The ECB’s asset purchase program is constrained by the self-imposed guidelines. As it QE continues, the ECB seems to be bumping against some of these parameters. The situation is thought to be coming to a head shortly, perhaps as early as this week’s ECB meeting. 

One of the constraints is the country exposure capped at a third of the sovereign debt. This limit may be reached for German in the first part of next year. Smaller countries may be nearer their limit. 

The ECB has already demonstrated its flexible approach. It has added instruments, such as corporate bonds. It has increased the range of agency bonds it can buy.The ECB also allows negative yielding instruments to be bought provided the yield is not lower than the minus 40 bp deposit rate.  

The broad principle determining the Eurosystem’s allocation of purchases is the capital key. It is based on the contribution to the ECB’s capital in the first place. EU members, but not EMU members, such as the UK, Sweden and several central and eastern European countries, also contributed to the capitalization of the ECB.  

However, their shares are excluded in determining the allocation of purchases under EMU QE. The capital key is more or less a function of the size of the country. Germany is the largest. It has an 18% overall weight in the capital key, but for ECB QE purposes its shares rise to 25%.  

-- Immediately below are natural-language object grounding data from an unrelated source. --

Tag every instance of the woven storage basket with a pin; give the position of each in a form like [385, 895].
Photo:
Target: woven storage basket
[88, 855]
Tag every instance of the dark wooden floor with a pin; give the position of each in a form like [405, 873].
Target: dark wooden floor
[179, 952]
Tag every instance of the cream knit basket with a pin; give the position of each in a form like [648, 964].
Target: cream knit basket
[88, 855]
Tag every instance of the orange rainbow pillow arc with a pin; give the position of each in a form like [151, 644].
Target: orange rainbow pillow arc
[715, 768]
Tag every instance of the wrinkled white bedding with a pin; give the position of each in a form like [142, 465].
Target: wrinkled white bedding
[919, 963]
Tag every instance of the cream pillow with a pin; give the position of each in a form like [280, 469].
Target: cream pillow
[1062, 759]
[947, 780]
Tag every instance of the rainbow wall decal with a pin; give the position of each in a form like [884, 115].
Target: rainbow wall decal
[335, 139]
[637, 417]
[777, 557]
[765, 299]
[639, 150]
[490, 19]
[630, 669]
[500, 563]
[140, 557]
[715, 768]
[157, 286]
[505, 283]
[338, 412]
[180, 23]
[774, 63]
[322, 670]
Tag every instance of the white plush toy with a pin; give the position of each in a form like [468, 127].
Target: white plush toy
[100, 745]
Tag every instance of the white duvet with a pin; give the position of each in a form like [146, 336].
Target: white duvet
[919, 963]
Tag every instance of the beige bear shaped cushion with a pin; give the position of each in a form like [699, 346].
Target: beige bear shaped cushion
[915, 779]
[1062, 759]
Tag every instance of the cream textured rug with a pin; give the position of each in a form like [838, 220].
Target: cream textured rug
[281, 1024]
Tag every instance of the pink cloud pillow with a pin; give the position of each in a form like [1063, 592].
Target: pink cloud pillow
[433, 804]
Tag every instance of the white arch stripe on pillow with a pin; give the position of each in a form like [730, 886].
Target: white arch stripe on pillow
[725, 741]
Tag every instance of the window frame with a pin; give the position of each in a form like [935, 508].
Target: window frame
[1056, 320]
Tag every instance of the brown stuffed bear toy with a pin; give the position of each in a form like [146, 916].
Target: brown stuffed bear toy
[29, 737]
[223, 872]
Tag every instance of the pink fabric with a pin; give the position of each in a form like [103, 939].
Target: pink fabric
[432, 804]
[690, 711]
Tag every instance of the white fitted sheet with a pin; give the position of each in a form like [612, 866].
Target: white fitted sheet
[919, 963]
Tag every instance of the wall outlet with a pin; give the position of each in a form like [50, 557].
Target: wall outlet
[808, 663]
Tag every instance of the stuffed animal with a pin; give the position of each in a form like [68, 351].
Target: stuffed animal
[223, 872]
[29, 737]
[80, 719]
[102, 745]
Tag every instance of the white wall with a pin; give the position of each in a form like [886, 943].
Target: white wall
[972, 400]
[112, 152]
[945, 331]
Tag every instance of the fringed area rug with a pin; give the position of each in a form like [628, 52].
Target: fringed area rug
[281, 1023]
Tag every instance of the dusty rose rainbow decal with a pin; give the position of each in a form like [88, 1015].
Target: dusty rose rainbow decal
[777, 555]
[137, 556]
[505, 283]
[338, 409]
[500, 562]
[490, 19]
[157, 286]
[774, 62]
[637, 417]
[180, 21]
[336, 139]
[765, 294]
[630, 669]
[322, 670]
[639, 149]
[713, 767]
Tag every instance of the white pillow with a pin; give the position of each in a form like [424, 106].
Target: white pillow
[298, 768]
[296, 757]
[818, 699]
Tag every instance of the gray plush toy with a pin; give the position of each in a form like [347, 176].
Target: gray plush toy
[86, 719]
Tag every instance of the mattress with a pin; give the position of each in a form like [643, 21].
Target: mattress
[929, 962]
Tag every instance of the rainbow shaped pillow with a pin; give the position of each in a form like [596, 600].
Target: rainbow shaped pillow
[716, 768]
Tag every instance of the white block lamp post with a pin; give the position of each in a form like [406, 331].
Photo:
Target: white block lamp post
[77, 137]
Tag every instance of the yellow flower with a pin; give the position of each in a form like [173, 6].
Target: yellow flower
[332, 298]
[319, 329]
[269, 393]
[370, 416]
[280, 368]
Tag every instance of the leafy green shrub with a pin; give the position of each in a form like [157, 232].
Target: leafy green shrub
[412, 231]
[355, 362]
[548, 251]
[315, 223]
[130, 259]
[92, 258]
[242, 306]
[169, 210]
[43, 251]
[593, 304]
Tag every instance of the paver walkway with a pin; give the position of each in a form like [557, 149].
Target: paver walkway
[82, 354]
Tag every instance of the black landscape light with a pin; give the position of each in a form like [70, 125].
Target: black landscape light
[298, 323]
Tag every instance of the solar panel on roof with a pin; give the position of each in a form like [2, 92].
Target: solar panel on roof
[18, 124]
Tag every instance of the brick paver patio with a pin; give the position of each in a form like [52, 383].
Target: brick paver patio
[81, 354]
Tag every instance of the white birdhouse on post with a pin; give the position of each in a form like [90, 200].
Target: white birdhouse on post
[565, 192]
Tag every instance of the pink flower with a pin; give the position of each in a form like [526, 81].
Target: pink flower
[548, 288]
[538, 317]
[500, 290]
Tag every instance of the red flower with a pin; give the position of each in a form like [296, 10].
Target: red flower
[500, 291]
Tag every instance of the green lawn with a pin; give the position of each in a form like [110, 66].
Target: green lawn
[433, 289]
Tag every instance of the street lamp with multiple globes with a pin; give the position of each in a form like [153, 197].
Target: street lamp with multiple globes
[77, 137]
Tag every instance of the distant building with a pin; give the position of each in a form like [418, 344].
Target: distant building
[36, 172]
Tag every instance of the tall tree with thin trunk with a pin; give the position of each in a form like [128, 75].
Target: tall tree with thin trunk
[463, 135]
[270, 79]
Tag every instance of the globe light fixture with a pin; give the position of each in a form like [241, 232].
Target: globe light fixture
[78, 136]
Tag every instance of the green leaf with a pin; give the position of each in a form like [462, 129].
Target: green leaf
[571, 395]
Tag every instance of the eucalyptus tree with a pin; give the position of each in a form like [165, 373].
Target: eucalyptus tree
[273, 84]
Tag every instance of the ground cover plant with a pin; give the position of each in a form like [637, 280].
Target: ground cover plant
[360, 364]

Yesterday the ECB updated its QE purchases report. There continues to be a modest deviation from the capital key. In August, German purchases were about 3% below what the capital key would have suggested, and the Dutch purchases were about 4% below the capital key target. However, this is not so problematic. August is a light month of purchases due to lighter volumes in any event. Rather than buy 60 bln euros of assets in August as it targets on average, it only bought 43 bln.